Oh, I'm *all* for improved patent review at the first stage of the process. This bill doesn't have that in any serious way, though. Therefore, why not add that second layer. If you're going to do crap work in approving patents, then at least allow for a reasonable review system in situations when they're challenged.
IPBiz notes that the review mechanism is the same for the first and second window of post-grant review, so the only issue is "when" the review may occur. The "layer" at issue is one of timing, not of substance. As a distinct point, the House dropped the "second window" from its version of the bill, but the Senate did not.
There are many reasons not to have post-grant opposition at all. See Post-grant opposition: a bad idea.
In his initial statement, Mike at TechDirt had spoken of "the incredibly arcane rules that everyone is required to go through to contest a patent." In fact, re-examinations are rather easy to request. W3C even persuaded the USPTO director to do a director-ordered re-examination of the Eolas/Berkeley patent. Of course, it failed to change a single claim. Mike does not like to talk about that.
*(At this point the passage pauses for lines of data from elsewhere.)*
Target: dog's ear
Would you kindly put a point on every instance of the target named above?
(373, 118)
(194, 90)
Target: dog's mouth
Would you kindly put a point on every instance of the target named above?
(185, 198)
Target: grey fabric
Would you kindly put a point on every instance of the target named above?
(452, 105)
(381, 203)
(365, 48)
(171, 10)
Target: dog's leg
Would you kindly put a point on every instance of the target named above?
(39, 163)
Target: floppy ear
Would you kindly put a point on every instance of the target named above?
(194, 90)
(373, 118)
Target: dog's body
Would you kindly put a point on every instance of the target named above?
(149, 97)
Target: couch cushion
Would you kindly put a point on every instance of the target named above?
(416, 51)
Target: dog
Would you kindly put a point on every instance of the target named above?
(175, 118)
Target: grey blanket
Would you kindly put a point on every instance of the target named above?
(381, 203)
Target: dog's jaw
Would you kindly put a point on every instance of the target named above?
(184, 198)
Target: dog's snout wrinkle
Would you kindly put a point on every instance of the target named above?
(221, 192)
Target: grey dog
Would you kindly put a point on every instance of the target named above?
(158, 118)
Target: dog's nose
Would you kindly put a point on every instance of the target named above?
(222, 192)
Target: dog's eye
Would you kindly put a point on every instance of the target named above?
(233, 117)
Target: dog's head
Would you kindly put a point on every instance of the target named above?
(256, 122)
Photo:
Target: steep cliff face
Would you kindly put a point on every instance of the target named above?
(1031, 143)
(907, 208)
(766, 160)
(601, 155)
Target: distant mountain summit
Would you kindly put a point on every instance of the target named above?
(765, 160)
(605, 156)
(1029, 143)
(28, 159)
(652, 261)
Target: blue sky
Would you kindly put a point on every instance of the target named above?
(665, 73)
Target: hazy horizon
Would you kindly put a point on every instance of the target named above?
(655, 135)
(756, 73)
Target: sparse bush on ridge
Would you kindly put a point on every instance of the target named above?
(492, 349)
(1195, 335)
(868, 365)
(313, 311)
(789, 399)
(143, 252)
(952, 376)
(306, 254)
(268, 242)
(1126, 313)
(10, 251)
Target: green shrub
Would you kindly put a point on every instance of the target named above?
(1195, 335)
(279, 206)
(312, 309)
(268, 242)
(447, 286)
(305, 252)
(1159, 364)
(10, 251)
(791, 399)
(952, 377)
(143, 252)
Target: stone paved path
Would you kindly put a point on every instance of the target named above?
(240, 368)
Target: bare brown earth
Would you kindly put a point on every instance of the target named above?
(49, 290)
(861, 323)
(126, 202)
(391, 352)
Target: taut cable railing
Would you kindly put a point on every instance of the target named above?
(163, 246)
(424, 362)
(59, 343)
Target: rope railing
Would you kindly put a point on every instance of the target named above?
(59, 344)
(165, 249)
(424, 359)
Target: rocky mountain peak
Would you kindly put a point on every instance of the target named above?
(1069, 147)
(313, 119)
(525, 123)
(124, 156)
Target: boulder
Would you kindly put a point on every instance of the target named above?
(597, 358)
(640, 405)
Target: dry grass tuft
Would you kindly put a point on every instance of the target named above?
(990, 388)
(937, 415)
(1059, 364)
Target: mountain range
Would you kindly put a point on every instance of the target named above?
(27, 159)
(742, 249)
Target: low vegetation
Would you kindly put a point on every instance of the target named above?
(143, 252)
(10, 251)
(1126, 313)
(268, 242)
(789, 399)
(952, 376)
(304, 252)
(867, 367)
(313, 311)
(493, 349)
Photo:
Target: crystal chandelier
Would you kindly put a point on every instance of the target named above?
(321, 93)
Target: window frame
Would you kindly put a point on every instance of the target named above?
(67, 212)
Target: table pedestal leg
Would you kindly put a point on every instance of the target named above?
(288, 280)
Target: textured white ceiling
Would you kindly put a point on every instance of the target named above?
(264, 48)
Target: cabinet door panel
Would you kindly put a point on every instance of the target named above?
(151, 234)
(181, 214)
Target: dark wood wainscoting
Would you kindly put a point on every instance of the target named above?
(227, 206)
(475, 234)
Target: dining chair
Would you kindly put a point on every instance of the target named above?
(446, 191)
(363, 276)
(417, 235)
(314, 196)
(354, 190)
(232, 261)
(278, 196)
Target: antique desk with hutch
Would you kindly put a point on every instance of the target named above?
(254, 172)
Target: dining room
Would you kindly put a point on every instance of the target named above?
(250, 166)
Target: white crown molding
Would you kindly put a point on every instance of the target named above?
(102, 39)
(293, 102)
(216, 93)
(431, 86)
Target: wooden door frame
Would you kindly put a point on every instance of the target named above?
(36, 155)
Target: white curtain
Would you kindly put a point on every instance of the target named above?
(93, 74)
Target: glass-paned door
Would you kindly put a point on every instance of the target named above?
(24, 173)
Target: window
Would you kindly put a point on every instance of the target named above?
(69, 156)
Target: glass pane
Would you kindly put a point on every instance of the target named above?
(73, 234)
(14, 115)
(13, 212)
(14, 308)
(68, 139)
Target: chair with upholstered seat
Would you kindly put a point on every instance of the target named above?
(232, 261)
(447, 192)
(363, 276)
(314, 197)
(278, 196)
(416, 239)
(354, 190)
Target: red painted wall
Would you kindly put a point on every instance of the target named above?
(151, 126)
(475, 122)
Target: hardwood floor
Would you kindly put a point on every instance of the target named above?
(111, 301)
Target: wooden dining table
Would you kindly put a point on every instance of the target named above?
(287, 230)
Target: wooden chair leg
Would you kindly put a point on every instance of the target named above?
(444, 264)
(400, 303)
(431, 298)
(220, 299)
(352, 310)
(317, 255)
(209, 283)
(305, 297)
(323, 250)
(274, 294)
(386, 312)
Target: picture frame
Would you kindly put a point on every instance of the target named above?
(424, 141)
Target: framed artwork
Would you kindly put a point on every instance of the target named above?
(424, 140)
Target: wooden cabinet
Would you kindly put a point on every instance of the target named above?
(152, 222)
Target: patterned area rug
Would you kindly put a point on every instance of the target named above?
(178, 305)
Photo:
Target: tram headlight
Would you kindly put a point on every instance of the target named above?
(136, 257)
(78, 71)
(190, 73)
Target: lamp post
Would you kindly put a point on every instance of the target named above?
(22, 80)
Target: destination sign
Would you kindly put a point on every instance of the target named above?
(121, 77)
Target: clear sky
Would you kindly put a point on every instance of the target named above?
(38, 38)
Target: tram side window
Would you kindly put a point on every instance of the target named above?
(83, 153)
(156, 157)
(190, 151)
Mike's initial statement also included the urban legend: patent examiners are given incentives to approve, rather than reject. LBE (among many others) debunked that one back at the Stevenson, Washington meeting in April 2005. It's available on DVD.
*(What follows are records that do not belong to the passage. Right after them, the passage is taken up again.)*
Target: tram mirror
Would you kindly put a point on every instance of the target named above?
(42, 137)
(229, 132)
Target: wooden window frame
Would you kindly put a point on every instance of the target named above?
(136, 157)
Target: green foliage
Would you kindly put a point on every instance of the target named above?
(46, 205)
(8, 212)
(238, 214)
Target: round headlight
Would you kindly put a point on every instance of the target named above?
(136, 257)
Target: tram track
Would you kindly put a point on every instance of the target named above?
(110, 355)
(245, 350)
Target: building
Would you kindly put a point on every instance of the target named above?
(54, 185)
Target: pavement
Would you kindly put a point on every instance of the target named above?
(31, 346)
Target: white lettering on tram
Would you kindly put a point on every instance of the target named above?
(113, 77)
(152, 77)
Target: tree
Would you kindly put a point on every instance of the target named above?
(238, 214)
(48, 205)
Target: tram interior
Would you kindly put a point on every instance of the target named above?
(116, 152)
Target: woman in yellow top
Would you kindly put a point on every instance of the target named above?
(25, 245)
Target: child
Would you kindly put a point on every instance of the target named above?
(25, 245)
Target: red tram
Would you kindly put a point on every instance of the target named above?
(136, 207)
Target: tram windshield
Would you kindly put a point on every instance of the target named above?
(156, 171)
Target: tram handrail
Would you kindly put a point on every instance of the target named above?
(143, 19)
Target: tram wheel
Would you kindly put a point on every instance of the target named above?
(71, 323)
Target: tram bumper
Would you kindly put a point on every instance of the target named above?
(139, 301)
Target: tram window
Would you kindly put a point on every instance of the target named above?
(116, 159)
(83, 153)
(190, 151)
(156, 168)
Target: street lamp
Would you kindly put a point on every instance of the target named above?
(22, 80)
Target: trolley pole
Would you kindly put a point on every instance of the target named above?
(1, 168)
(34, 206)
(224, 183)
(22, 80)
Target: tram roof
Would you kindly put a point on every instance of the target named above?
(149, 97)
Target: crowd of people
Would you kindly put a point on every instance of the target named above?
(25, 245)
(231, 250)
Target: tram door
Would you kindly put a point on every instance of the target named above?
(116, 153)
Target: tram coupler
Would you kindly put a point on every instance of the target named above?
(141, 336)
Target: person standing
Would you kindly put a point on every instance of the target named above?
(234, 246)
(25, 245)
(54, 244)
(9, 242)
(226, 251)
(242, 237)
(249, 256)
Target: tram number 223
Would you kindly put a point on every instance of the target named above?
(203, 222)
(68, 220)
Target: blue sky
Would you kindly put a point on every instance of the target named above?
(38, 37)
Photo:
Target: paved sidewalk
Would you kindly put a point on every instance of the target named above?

As a separate matter, some people have been able to deal with "patent trolls" pretty directly. See for example an article in the IHT.
To return to the point I initially made on August 29, if bad examination of patent applications is the problem, the remedy is to fix the examination. Adding an inspection step (eg, post-grant opposition) is NOT a quality approach, as Deming would tell you if he were still alive.
As an additional point, bad patents don't just impact later "infringers." They can impact later patentees. Ask James Thomson and WARF about the enablement of certain patents cited against them as prior art.